In my opinion, when working in any form or set of expectations the craft is to consider the quality of the materials you’re working with – in this case writing for interaction. Like working with or against the grain of a piece of wood, or the qualities of stoneware versus porcelain – how you work it produces different results – but neither is wrong. What’s important is to understand the implications of the decisions you make.
When asked this question about ‘choice’ with regards to Mutazione, I have taken to describing the decisions I made as the game having ‘multiple middles’ rather than ‘multiple endings’.
In individual conversations I very much use the Kentucky Route Zero model of choice – colouring how the character plays the situation, but not letting you choose who the character is. Are you attempt-to-be-articulate Kai? Or are you diffuse-the-situation-with-a-joke Kai? Either way, you’re still Kai. The conversations branch; you might access different reactions, memories and stories; but they come to the same place at the end.
The player agency is instead to be found in exploration.

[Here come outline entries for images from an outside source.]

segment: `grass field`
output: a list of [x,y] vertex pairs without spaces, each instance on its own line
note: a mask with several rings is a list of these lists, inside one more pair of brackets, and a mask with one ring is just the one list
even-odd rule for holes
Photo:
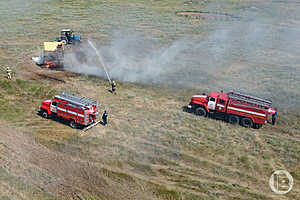
[[[65,27],[99,45],[108,45],[116,30],[134,29],[164,46],[189,35],[209,34],[220,24],[228,26],[237,20],[215,15],[184,17],[176,14],[179,11],[245,18],[249,9],[259,10],[265,16],[263,24],[271,23],[272,15],[274,20],[283,18],[278,28],[284,32],[284,27],[289,30],[297,24],[299,16],[293,15],[297,8],[292,1],[246,0],[1,2],[0,66],[13,66],[14,78],[7,81],[0,72],[0,199],[299,199],[300,116],[290,106],[299,103],[294,46],[258,49],[222,68],[221,74],[196,85],[180,85],[180,89],[169,83],[180,82],[182,70],[165,77],[164,86],[120,82],[117,95],[108,92],[109,83],[102,78],[43,71],[30,60],[38,55],[43,41],[55,39]],[[282,9],[285,14],[278,15]],[[198,74],[203,69],[195,68],[198,55],[195,50],[192,53],[194,57],[186,58],[191,60],[187,69]],[[264,58],[261,67],[252,68]],[[252,92],[260,93],[261,83],[265,95],[270,94],[268,90],[278,91],[273,94],[279,96],[275,98],[280,108],[276,126],[246,129],[182,111],[193,94],[234,87],[241,79],[247,85],[253,81],[246,76],[249,70],[255,71],[253,80],[258,81]],[[232,82],[224,82],[229,76]],[[96,126],[80,136],[80,130],[38,116],[41,101],[62,91],[97,99],[101,111],[108,111],[108,126]],[[282,99],[290,105],[285,106]],[[279,169],[294,178],[294,187],[286,195],[277,195],[269,187],[269,177]]]

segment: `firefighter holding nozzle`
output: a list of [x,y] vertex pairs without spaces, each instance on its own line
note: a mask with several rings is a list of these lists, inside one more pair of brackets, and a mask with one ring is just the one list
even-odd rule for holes
[[10,67],[6,68],[6,73],[7,73],[7,79],[11,80],[11,73],[12,73],[12,71],[11,71]]
[[106,126],[107,125],[107,112],[106,112],[106,110],[104,111],[104,113],[102,115],[102,121],[103,121],[103,125]]
[[269,112],[269,114],[272,115],[272,125],[275,125],[276,118],[277,118],[277,109],[276,108],[275,109],[274,108],[269,108],[268,112]]
[[116,87],[117,87],[116,81],[113,80],[111,82],[111,93],[116,94]]

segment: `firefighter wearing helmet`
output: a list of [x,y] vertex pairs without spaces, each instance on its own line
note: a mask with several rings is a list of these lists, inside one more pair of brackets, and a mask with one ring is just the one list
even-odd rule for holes
[[11,72],[12,72],[12,71],[11,71],[10,67],[7,67],[7,68],[6,68],[6,73],[7,73],[7,79],[8,79],[8,80],[11,80]]
[[113,80],[111,83],[111,92],[113,94],[116,94],[116,87],[117,87],[116,81]]

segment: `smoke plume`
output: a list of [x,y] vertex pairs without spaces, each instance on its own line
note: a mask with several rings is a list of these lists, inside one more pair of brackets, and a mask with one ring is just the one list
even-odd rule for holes
[[[116,31],[109,45],[92,42],[108,74],[118,81],[237,89],[270,97],[284,108],[299,108],[300,26],[281,15],[278,5],[237,9],[240,19],[214,22],[215,28],[203,35],[186,35],[170,44],[130,30]],[[264,13],[266,8],[273,13]],[[78,52],[66,55],[67,70],[107,77],[88,44]]]

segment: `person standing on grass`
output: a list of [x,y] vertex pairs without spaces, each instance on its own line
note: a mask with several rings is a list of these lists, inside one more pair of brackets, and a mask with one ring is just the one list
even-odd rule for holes
[[104,111],[104,113],[102,115],[102,121],[103,121],[103,125],[106,126],[106,124],[107,124],[107,112],[106,112],[106,110]]
[[116,81],[112,81],[112,83],[111,83],[111,93],[116,94],[116,87],[117,87]]
[[276,118],[277,118],[277,111],[272,115],[272,125],[275,125]]
[[7,79],[11,80],[11,69],[10,69],[10,67],[6,68],[6,73],[7,73]]

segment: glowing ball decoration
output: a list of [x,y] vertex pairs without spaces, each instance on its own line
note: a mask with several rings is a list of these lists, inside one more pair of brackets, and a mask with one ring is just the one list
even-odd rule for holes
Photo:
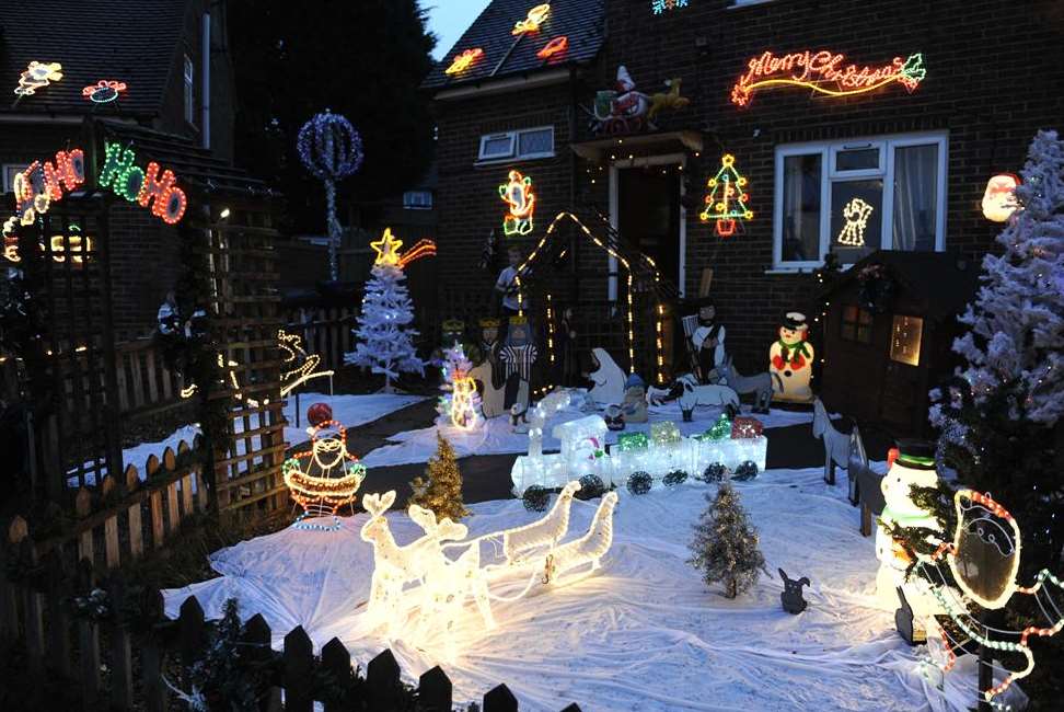
[[986,182],[983,192],[983,217],[994,222],[1005,222],[1016,213],[1016,187],[1020,184],[1018,175],[999,173]]
[[333,420],[333,409],[328,403],[314,403],[307,409],[307,422],[319,427],[322,423]]
[[332,279],[339,278],[340,225],[336,219],[336,182],[352,175],[362,165],[362,137],[351,123],[325,110],[299,129],[296,140],[299,160],[311,175],[325,184],[325,222],[328,228],[328,267]]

Exploration as Player Agency.
Why did I come to this conclusion? Well, as writer and narrative designer coming to the project of Mutazione – though we’re mostly talking about narrative design decisions here – the brief that I started with was that it was:
- Driven by an ensemble cast of characters.
- A soap opera.
- Centred around a theme of looking at a community which was aligned differently with nature.
- Built on a clearly defined and pre-existing story-world and plot.
The decisions I therefore made about player choice were driven by these considerations, which could be translated as needing:
- Room to develop many characters’ journeys in tandem
- Drama-driven slice-of-life setting
- Able to examine the interplay of community
- Contrasted usefully with the fantastic setting and preserved the basic story and plotting set out by Creative Director Nils Deneken.
For this reason it made a lot of sense to not give the player significant means to affect outcomes – multiple endings. To not allow player agency to exert upon the outcome linearly – multiple ending style – but rather to invite them to shape their experience of the story laterally – sideways: multiple middles.
Plot levels
The player choice in Mutazione is exploration rather than conversation-focussed. This meant a great deal of careful planning, to make sure that the mandatory moments in each time of day encouraged the player to discover B and C plots, in how they were spaced out, and in what they hinted at. It also meant thinking carefully about each characters’ journey through the game’s timeline, and how different levels of exploration would challenge the pacing. It meant adding certain times of day where the player had fewer options open to them – for either urgency, or to chime with natural rhythms, like morning or late at night. This is very common in ensemble cast TV shows, and if you’d like to hear more about that search for my other GDC talk Kill the Hero Save the (Narrative) World.
The A plot is the driving theme or problem of the episode. In day 5 of Mutazione, that’s ‘go on a boat trip with Tung and Miu and discovering you should grow a garden to help him with his boat making’.
‘B’ plots are the ‘secondary’ story in an episode, often lighter, comedic, or contrasting thematically in a way that reflects on the A plot – all of which makes the A plot more compelling when you return to it. In Day 5 in Mutazione B plots include following up on the events of the night before, when it was revealed that Spike the bartender has had a long running crush on Tung’s mother, Claire.
‘C’ plots are the smallest unit, and might resemble ‘empty’ side quests, but the difference in an ensemble setting is that you care about the characters because of previous investment in them. Which means that these details can be dealt with lightly, and be used to add to your satisfaction with the completeness of the universe. In Day 5 of Mutazione, a C plot would include the Sausage folk plotting a new scheme which this time will definitely make them all rich.
The only mandatory path is the A plot. The multiple middles are the choices you make in each time of day to dig into the B and C plots.
Because when the time of day moves on you won’t be able to access those conversations again.